Lu Hou Tsai, senior vice president of operations for Imperial Pacific Holdings Ltd. (IP), has confirmed that the company is moving forward with plans to build a permanent casino resort on the island of Saipan. The statement comes at the same time that Imperial Pacific announced that it is going after Bloomberg and two of the media outlet’s reporters over a series of critical articles regarding the company.
In an interview with GGRAsia, Tsai said, “This project will go through. We are working diligently to get the hotel up, because once the hotel is up, that will further assist us in increasing our cash flow.”
IP has been working on the Imperial Pacific Resort for some time, but has had a series of setbacks along the way. Nonetheless, the company’s final design for 350 hotel rooms and 15 villas is progressing forward.

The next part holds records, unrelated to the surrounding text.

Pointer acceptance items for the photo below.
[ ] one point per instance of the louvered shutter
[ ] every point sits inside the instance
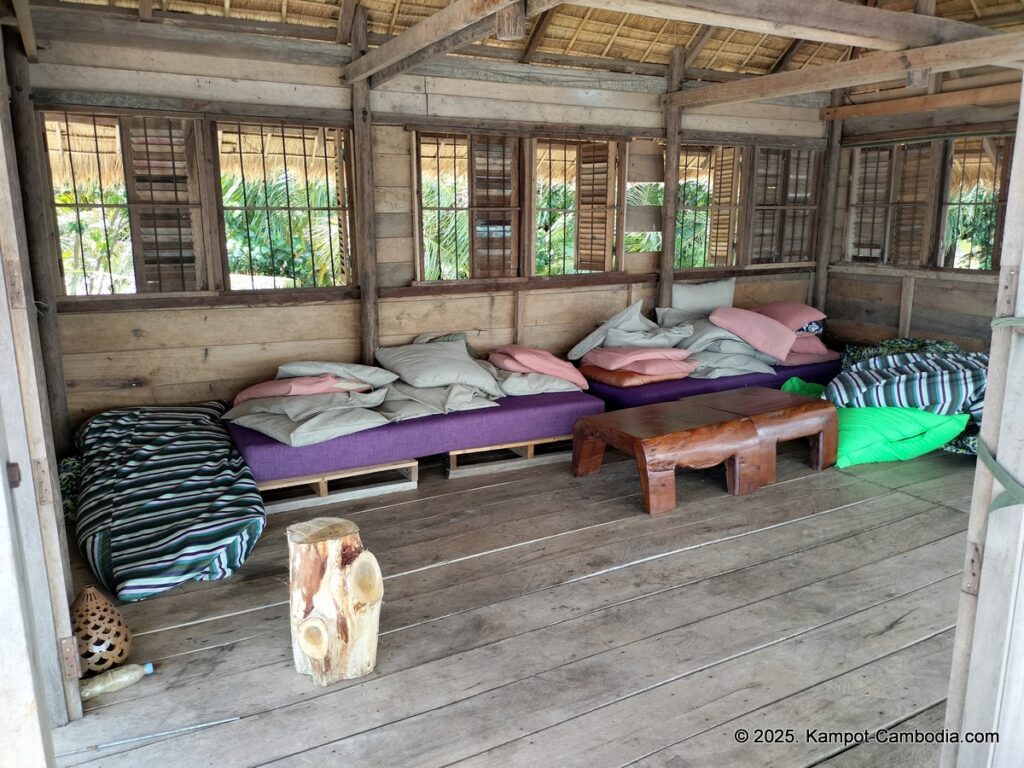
(595, 206)
(869, 203)
(724, 206)
(494, 183)
(159, 158)
(910, 212)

“It’s not conducive to business when you have customers staying at ‘this hotel, that hotel,'” noted Tsai, referring to the present need to accommodate its existing gambling customers in other hotel properties. “Right now, we have over 1,000 construction workers on site, and our construction company is a U.S.-based construction company.”

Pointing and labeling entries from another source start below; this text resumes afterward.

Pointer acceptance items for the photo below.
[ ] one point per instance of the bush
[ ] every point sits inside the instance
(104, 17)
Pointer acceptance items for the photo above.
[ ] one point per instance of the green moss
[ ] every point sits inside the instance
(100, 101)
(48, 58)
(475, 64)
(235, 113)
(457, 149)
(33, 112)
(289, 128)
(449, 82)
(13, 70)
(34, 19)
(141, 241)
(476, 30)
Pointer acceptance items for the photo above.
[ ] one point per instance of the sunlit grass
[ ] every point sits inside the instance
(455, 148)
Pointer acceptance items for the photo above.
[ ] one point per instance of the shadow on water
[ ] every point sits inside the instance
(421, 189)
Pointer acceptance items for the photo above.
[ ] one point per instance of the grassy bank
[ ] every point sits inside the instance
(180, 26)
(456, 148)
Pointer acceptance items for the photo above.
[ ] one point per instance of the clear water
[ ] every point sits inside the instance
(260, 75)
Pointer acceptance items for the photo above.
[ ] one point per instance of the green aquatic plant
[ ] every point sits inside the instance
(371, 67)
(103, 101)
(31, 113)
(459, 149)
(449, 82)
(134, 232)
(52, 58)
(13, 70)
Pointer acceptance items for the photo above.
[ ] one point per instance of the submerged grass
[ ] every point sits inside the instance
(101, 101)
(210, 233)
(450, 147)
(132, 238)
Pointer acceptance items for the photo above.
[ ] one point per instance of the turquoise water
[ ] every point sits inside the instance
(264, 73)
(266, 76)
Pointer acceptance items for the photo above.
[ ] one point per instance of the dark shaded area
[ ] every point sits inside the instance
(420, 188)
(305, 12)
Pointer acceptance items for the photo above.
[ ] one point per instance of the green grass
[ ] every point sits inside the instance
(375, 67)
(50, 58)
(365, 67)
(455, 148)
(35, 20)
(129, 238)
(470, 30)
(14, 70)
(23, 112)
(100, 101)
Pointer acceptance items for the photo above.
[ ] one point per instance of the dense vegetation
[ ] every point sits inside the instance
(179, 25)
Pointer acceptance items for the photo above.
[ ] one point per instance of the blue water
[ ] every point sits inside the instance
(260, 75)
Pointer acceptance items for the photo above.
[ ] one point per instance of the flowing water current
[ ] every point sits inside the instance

The latter comment was a direct response to concerns that the company had not been adhering to its construction agreement. According to the IP executive, OSHA gave the company its blessing, “so we are 100 percent good to go as far as ramping up our construction efforts are concerned.”
In accordance with its agreement for a casino license on the U.S. territory, IP must have an “initial gaming facility” in place by the end of August. That facility is required to have a gaming floor measuring 152,201 square feet (14,140 square meters), 329 hotel rooms, food and retail outlets and a meeting space. However, the operator requested an extension of the deadline due to construction delays.

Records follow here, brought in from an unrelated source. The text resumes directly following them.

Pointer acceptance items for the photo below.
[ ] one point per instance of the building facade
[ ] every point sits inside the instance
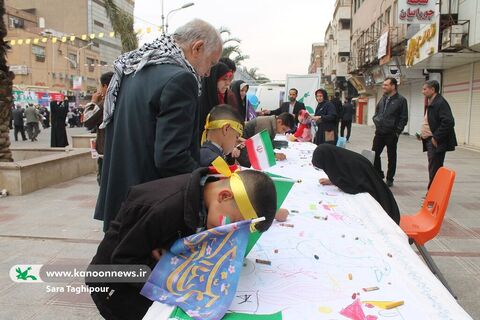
(337, 49)
(316, 58)
(49, 65)
(79, 17)
(441, 43)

Meanwhile, IP has sued Bloomberg and the two reporters, Matthew Campbell and K Oanh Ha, in a Hong Kong court. According to the media outlet Marianas Variety, the High Court of Hong Kong’s Court of First Instance has issued a writ to Bloomberg, which was named the first defendant in the lawsuit.
IP claimed that it was the subject of erroneous and misleading reports that began in February. Bloomberg reported that IP was guilty of influencing local officials in order to be granted the casino license and that the main offices of IP had been raided by the FBI, a claim repeatedly denied by IP executives.